Clinical nurse specialists fill a different niche. They coordinate and supervise care for patients with complex needs, evaluate the quality of nursing interventions, and provide clinical consultation to the rest of the team. Where a nurse practitioner functions more like a provider, a clinical nurse specialist functions more like an expert resource embedded within the nursing staff.
Unit Support Staff
Behind the clinical roles, nursing teams rely on administrative support to function. Health unit coordinators (sometimes called unit secretaries or ward clerks) handle the paperwork and logistics: answering phones, managing patient records, processing admissions and discharges, coordinating with other departments, and handling insurance documentation. They don’t provide clinical care, but their work keeps the information flowing so nurses can focus on patients.
Some facilities also employ certified medication aides, who are trained assistive personnel authorized to administer routine medications under nurse supervision. This role exists primarily in long-term care and assisted living settings rather than acute hospital floors, and availability depends on state regulations.

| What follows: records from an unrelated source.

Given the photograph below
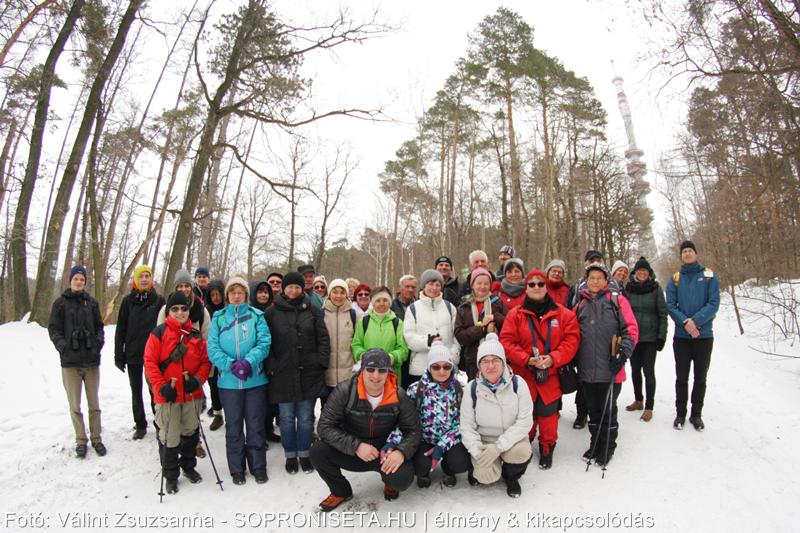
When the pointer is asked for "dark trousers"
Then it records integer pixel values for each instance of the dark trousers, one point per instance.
(216, 403)
(136, 380)
(603, 429)
(455, 460)
(244, 408)
(644, 360)
(330, 462)
(688, 351)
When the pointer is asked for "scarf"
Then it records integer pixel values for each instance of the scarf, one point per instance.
(511, 288)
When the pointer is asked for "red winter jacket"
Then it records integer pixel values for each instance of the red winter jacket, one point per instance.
(516, 338)
(160, 344)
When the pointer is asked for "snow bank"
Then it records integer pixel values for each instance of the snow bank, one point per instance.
(740, 474)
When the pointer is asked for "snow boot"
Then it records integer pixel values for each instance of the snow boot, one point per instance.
(635, 406)
(546, 456)
(697, 422)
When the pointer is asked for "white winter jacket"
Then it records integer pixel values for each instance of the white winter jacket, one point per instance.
(433, 317)
(503, 417)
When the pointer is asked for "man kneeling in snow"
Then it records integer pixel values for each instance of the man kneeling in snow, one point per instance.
(357, 419)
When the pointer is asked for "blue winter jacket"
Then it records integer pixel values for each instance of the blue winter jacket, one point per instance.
(239, 332)
(697, 297)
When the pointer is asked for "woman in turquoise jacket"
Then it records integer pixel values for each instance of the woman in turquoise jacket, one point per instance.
(238, 343)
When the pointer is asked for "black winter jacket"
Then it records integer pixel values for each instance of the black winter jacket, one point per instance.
(138, 315)
(348, 418)
(76, 329)
(300, 350)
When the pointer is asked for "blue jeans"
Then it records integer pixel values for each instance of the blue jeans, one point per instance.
(297, 424)
(245, 408)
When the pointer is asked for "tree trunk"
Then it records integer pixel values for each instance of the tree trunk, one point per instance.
(19, 236)
(49, 260)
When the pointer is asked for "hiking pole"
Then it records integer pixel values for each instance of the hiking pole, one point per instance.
(208, 449)
(605, 406)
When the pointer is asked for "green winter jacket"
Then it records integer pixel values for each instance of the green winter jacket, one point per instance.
(381, 334)
(650, 310)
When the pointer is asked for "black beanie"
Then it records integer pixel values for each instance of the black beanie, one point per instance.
(293, 278)
(177, 298)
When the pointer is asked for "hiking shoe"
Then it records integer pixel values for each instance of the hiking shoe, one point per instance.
(100, 448)
(635, 406)
(513, 489)
(193, 475)
(390, 494)
(697, 422)
(332, 502)
(546, 457)
(217, 423)
(306, 466)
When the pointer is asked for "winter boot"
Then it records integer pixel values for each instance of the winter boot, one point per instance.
(697, 422)
(635, 406)
(292, 465)
(546, 456)
(217, 423)
(305, 465)
(390, 493)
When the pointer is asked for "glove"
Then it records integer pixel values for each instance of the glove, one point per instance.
(616, 364)
(242, 369)
(435, 454)
(191, 384)
(488, 456)
(168, 392)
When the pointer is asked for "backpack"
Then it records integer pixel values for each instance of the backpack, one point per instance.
(353, 318)
(395, 323)
(473, 390)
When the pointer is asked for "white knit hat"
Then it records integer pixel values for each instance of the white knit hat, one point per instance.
(438, 353)
(491, 346)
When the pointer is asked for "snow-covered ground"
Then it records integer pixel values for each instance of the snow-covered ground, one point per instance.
(739, 475)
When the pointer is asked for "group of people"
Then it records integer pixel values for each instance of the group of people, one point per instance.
(385, 365)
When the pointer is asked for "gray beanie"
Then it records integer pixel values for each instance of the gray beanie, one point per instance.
(431, 275)
(555, 263)
(182, 276)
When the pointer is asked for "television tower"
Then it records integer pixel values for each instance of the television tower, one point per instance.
(637, 169)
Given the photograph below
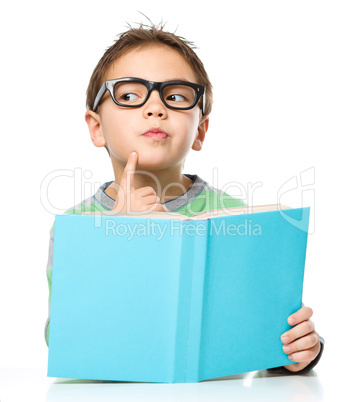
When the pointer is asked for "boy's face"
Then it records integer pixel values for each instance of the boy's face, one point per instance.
(122, 129)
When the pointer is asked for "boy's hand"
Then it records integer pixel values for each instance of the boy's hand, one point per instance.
(301, 343)
(130, 199)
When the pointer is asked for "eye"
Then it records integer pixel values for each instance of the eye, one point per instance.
(129, 97)
(176, 98)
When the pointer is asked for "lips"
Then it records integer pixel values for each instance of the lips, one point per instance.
(155, 133)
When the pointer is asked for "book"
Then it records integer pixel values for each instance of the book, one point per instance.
(162, 297)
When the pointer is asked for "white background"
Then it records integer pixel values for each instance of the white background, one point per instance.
(283, 82)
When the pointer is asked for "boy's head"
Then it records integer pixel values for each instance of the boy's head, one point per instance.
(151, 55)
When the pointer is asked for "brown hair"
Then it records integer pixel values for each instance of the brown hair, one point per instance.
(138, 37)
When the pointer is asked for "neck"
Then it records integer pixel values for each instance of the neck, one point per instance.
(167, 183)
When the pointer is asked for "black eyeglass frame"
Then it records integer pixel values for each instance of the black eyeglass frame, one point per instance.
(150, 85)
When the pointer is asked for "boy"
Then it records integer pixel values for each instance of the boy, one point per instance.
(148, 101)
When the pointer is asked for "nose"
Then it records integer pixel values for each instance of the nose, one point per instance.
(154, 106)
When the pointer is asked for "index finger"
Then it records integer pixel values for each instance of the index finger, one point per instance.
(127, 181)
(305, 313)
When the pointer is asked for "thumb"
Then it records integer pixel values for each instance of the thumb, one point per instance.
(127, 181)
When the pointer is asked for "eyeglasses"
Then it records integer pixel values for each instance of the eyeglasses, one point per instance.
(134, 92)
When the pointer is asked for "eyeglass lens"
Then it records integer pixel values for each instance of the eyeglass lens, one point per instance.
(134, 94)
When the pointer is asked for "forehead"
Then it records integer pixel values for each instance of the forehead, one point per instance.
(153, 63)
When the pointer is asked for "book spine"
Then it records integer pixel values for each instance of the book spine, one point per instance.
(197, 271)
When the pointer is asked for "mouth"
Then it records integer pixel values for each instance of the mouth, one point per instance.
(155, 133)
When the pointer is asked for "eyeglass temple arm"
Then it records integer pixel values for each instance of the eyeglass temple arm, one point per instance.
(99, 96)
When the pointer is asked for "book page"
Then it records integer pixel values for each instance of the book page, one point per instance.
(198, 216)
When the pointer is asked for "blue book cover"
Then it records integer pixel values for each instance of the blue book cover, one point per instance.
(174, 300)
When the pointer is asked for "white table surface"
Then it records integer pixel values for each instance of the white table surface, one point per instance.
(33, 385)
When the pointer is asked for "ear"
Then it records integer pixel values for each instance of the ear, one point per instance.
(93, 121)
(202, 129)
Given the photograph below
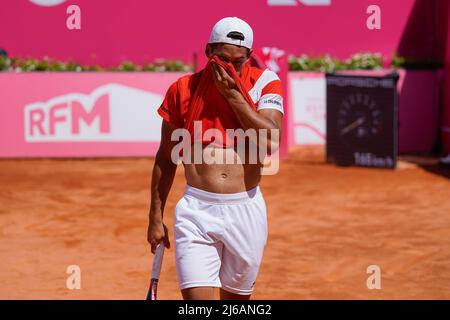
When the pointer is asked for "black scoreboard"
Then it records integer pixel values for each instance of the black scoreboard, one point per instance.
(362, 126)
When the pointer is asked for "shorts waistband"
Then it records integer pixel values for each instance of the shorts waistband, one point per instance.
(239, 197)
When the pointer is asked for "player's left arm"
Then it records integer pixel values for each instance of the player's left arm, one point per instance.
(269, 119)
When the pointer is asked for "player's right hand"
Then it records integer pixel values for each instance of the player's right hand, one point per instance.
(156, 233)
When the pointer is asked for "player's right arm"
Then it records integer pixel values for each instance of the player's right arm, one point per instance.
(162, 178)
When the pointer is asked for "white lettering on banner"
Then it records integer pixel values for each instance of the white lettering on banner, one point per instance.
(295, 2)
(47, 3)
(374, 20)
(112, 112)
(74, 20)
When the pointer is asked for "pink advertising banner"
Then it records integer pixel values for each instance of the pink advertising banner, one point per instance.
(78, 115)
(141, 30)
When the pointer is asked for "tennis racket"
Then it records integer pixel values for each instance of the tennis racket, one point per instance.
(156, 270)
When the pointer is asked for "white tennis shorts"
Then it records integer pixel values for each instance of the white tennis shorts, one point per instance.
(220, 239)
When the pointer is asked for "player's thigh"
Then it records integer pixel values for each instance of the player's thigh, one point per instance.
(198, 293)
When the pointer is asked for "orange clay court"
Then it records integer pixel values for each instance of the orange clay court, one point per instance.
(326, 226)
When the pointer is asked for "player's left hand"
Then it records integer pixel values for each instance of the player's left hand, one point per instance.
(223, 81)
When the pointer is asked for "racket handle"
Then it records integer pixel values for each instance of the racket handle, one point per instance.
(156, 270)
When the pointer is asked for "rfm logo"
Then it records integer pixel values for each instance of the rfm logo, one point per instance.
(60, 118)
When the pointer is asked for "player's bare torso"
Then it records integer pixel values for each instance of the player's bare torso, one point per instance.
(223, 177)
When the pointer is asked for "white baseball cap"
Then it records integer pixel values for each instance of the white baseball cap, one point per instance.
(232, 30)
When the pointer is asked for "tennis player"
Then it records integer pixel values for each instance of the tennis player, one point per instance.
(220, 223)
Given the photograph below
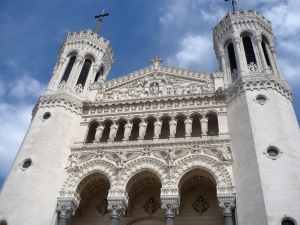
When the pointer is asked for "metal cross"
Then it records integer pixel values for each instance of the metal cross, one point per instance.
(97, 28)
(233, 5)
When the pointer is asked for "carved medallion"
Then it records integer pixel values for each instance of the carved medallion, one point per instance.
(200, 205)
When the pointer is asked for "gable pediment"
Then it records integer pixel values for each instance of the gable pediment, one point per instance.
(155, 81)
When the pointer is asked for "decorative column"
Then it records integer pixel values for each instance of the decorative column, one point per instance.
(78, 62)
(238, 54)
(227, 204)
(258, 41)
(55, 73)
(173, 128)
(171, 206)
(188, 122)
(117, 205)
(204, 126)
(66, 208)
(273, 51)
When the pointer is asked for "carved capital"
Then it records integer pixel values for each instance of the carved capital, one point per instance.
(171, 205)
(117, 206)
(66, 207)
(226, 204)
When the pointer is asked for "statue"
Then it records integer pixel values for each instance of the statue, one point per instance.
(173, 125)
(170, 156)
(204, 125)
(113, 131)
(142, 131)
(157, 128)
(99, 132)
(127, 131)
(188, 126)
(222, 152)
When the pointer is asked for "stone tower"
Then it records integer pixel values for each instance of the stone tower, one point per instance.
(161, 145)
(261, 120)
(29, 195)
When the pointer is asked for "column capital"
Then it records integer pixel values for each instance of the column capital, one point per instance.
(227, 204)
(171, 205)
(66, 207)
(117, 206)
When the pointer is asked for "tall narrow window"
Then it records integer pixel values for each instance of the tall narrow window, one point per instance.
(99, 74)
(249, 51)
(84, 72)
(231, 55)
(68, 69)
(264, 46)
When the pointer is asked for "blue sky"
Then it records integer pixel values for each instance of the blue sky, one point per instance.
(179, 31)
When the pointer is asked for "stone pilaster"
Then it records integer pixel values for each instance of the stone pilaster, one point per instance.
(66, 208)
(117, 205)
(171, 206)
(227, 204)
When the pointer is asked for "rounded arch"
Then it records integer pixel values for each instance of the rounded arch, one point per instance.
(219, 172)
(156, 166)
(99, 166)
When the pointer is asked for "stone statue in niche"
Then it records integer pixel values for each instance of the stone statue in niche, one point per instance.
(99, 132)
(102, 208)
(157, 128)
(200, 205)
(173, 126)
(151, 206)
(204, 125)
(154, 88)
(127, 131)
(113, 131)
(188, 126)
(142, 130)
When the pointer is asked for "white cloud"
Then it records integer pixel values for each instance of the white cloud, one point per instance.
(25, 86)
(194, 50)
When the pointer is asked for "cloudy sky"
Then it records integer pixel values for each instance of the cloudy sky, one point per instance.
(179, 31)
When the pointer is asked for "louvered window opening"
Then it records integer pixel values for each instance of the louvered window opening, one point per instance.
(231, 54)
(99, 74)
(84, 72)
(264, 46)
(249, 51)
(68, 69)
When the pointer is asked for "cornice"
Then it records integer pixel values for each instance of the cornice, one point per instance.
(138, 146)
(59, 101)
(258, 82)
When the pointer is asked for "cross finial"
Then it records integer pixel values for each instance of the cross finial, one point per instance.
(233, 5)
(156, 62)
(97, 28)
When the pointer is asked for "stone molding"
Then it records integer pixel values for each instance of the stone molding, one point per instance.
(227, 204)
(58, 101)
(66, 207)
(258, 82)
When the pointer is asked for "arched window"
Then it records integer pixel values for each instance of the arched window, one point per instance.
(264, 46)
(287, 222)
(84, 72)
(231, 55)
(99, 74)
(249, 51)
(68, 69)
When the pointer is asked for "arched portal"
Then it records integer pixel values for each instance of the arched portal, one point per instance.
(93, 191)
(199, 203)
(144, 199)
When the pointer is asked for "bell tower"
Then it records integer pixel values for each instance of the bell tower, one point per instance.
(261, 120)
(29, 194)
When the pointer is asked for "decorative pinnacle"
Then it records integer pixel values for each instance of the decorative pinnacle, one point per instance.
(97, 28)
(233, 5)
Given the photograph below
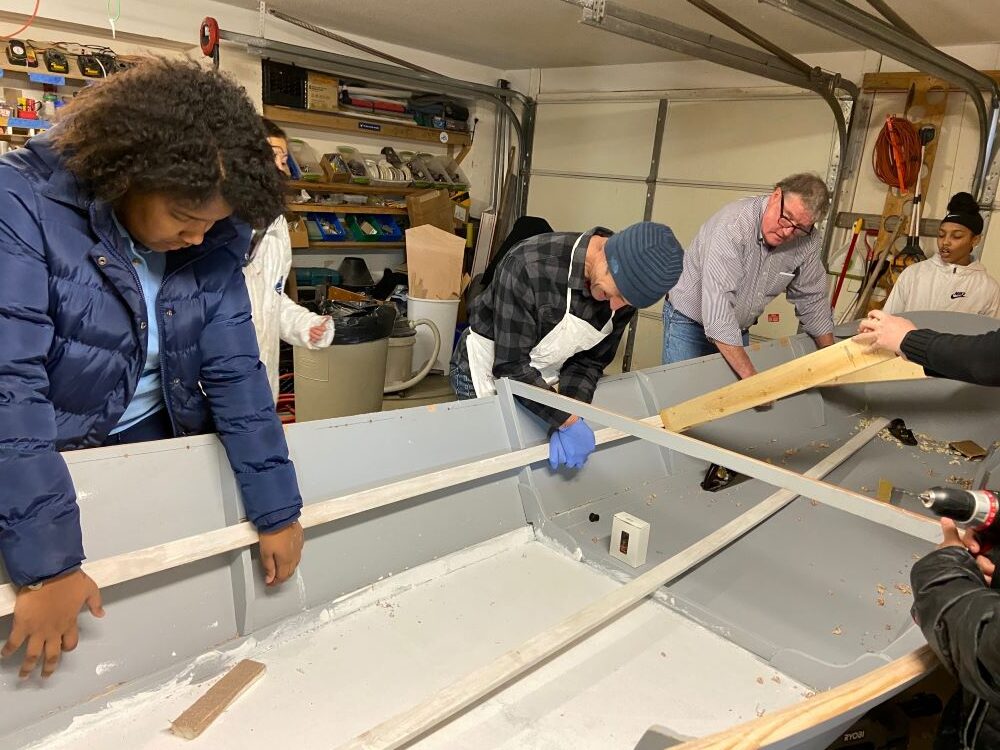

How Delegation Holds the Team Together
What makes these positions a team rather than a collection of individuals is a formal delegation process. The American Nurses Association and the National Council of State Boards of Nursing outline five “rights” that govern how tasks flow from licensed nurses to support staff: the right task, the right circumstance, the right person, the right direction, and the right supervision. A licensed nurse evaluates whether a patient is stable enough for a task to be delegated, whether the person receiving the task has the training to do it safely, and then monitors the outcome.
The one thing that can never be delegated is clinical reasoning. Nursing judgment, critical decision-making, and the interpretation of patient data always stay with the licensed nurse. A CNA or PCT can take a blood pressure reading and report the number, but deciding what that number means and what to do about it is the nurse’s responsibility. This principle is what defines the boundaries between every position on the team.